| Course Concepts | |||
|---|---|---|---|
| Section | Section Title | Self Assessment1 | |
| ISL | 3.2 | Multiple Linear Regression | 3.0 |
| ISL | 3.3 | Other Considerations in the Regression Model | 3.0 |
| ISL | 3.4 | The Marketing Plan | 3.0 |
| ISL | 3.5 | Comparison of Linear Regression with K-Nearest Neighbors | 2.5 |
| ISL | 4.1 | An Overview of Classification | 3.0 |
| ISL | 4.2 | Why Not Linear Regression? | 3.0 |
| ISL | 4.3 | Logistic Regression | 2.0 |
| ISL | 4.4 | Generative Models for Classification | 1.5 |
| ISL | 4.5 | A Comparison of Classification Methods | 2.0 |
| ISL | 4.6 | Generalized Linear Models | 2.0 |
| ISL | 5.1 | Cross-Validation | 2.0 |
| ISL | 5.2 | The Bootstrap | 2.5 |
| ISL | 6.1 | Subset Selection | 2.0 |
| ISL | 6.2 | Shrinkage Methods | 2.0 |
| ISL | 6.3 | Dimension Reduction Methods | 2.5 |
| ISL | 6.4 | Considerations in High Dimensions | 2.0 |
| ISL | 13.1 | A Quick Review of Hypothesis Testing | 3.0 |
| ISL | 13.2 | The Challenge of Multiple Testing | 2.0 |
| ISL | 13.3 | The Family-Wise Error Rate | 2.0 |
| ISL | 13.4 | The False Discovery Rate | 2.0 |
| ISL | 13.5 | A Re-Sampling Approach to p-Values and False Discovery Rates | 2.0 |
| DF | n/a | The Power Chapter | 2.0 |
| DF | n/a | Collect, Analyze, Imagine, Teach | 2.0 |
| DF | n/a | On Rational, Scientific, Objective Viewpoints from Mythical, Imaginary, Impossible Standpoints | 2.0 |
| DF | n/a | What Gets Counted Counts | 2.0 |
| DF | n/a | Unicorns, Janitors, Ninjas, Wizards, and Rock Stars | 2.0 |
| DF | n/a | The Numbers Dont Speak for Themselves | 2.0 |
| DF | n/a | Show Your Work | 2.0 |
| 1 Proficiency level ranges from 1 (low) to 3 (high). | |||
Current Level of Understanding
Statistical Modeling and Regression

Explanation of Assessment
Proficient Areas:
I marked items here as proficient because I have had repeated academic exposure and application of these concepts.
Linear regression:
I have a basic understanding of the underlying concepts, assumptions, and techniques involved in linear regression. I have completed assignments and projects that required implementing linear regression and analyzing the results.

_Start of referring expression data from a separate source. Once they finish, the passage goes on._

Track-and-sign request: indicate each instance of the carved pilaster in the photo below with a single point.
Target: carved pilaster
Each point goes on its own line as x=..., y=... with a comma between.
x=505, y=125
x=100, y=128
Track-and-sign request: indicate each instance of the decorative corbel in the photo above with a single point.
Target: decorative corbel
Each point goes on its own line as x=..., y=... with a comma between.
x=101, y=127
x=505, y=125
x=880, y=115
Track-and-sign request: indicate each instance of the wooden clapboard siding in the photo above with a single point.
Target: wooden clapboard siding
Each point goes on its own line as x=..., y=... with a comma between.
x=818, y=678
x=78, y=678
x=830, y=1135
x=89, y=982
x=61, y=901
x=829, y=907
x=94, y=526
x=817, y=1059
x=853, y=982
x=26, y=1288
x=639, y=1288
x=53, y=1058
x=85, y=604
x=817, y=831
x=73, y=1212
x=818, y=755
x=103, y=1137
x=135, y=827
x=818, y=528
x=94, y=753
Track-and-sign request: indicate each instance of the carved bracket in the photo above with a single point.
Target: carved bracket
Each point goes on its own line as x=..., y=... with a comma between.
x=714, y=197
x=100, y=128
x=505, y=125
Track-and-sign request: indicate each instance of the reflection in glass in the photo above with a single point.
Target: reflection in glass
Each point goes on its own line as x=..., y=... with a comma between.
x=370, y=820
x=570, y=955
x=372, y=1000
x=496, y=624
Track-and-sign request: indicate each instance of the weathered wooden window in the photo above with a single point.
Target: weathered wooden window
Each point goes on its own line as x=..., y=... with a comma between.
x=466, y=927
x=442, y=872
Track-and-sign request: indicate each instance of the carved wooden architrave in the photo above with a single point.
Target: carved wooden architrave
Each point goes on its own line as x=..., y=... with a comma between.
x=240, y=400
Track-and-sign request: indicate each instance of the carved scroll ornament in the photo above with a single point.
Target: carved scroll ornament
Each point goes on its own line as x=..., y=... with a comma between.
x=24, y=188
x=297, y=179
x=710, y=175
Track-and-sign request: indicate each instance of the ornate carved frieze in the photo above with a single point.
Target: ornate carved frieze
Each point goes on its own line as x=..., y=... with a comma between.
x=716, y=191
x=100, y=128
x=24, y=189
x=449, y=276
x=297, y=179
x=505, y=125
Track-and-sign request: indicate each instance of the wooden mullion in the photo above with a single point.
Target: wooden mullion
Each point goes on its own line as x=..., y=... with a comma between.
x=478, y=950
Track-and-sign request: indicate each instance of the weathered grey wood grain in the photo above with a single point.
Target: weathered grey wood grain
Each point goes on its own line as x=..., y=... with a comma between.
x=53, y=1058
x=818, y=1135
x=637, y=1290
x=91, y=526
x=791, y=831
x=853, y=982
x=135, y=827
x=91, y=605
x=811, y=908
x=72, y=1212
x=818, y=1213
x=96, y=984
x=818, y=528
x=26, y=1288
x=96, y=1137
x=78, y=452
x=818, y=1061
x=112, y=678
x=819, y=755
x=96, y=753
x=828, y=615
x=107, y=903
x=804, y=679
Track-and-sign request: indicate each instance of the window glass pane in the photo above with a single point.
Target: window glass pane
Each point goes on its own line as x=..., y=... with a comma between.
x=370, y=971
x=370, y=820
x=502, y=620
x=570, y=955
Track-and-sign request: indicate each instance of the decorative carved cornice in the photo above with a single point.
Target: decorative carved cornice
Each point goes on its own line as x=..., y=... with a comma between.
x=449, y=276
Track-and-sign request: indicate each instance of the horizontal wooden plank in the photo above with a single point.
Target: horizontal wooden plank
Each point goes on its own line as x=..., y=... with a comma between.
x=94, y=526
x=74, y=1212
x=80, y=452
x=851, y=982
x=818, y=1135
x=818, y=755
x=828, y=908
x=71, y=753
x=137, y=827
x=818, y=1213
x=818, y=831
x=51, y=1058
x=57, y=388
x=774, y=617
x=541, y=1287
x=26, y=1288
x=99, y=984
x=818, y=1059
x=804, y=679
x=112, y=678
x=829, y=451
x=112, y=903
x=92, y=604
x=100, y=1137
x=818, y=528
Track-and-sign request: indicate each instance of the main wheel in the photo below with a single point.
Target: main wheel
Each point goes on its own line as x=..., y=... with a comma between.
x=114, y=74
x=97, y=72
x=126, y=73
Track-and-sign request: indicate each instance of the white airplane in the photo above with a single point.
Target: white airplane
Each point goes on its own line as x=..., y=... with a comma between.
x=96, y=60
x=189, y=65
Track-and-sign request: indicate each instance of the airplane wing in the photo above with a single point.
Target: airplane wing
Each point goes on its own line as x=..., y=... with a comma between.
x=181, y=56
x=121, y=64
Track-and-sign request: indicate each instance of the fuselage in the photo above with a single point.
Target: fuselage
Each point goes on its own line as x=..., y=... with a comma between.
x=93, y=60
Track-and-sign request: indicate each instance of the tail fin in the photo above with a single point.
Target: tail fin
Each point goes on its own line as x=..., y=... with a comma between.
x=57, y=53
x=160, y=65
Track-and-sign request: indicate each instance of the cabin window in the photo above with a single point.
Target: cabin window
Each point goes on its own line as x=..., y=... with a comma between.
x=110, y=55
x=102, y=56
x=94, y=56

- For example, in my final project last semester in CIS 631, I conducted an analysis using multiple linear regression. The project focused on evaluating the relationship between crime rates and the presence of cannabis dispensaries while controlling for socioeconomic factors. I collected relevant data, preprocessed it, and applied multiple linear regression to model the relationship. I carefully interpreted the results and drew meaningful conclusions based on statistical significance and the summary of my model’s output.
Overall, my proficiency in linear regression is based on a combination of theoretical knowledge gained through coursework, practical application in projects and assignments, and the ability to critically analyze and interpret the results obtained.
Aware Areas:
I marked these items as aware because I am familiar with the terms, but have limited practice applying the techniques.
Data Feminism:
My awareness here derives from a combination of the literature and media I consume, along with principles discussed in PSM 650 – “Ethical and professionalism” and CIS 631– “Data Mining”.
I’d like to note that I bought the audiobook version of Data Feminism over Memorial Day. I am finding it easier to digest the philosophy presented in that format.
Classification:
- I am familiar with the terms in classification and the types of ways we can categorize data as ordinal, nominal and categorical. I’ve used K-nearest neighbors algorithms, and decision trees in CIS 500 – “Fundamentals of Software Practice.” I recognize I need to more exposure and practice here.
Linear Model Selection and Regularization:
Looking over the section titles of this ISL chapter, I see I have had some practice with dimension reduction using principle component analysis but have not taken the opportunity to apply this methodology outside of a lab exercise.
Additionally, as part of your Stat 518 – Statistical Computing and Graphics with R, I deployed bootstrapping methodology in the final project.
Multiple Testing:
I have had exposure to these concepts both professionally, when communicating market research and survey results and academically, particularly in Stat 216. I feel most comfortable with hypothesis testing , understanding type 1 and type 2 errors, and evaluating and explaining p-values.
I marked this one as aware verses proficient because I feel I need more reinforcement learning in this area.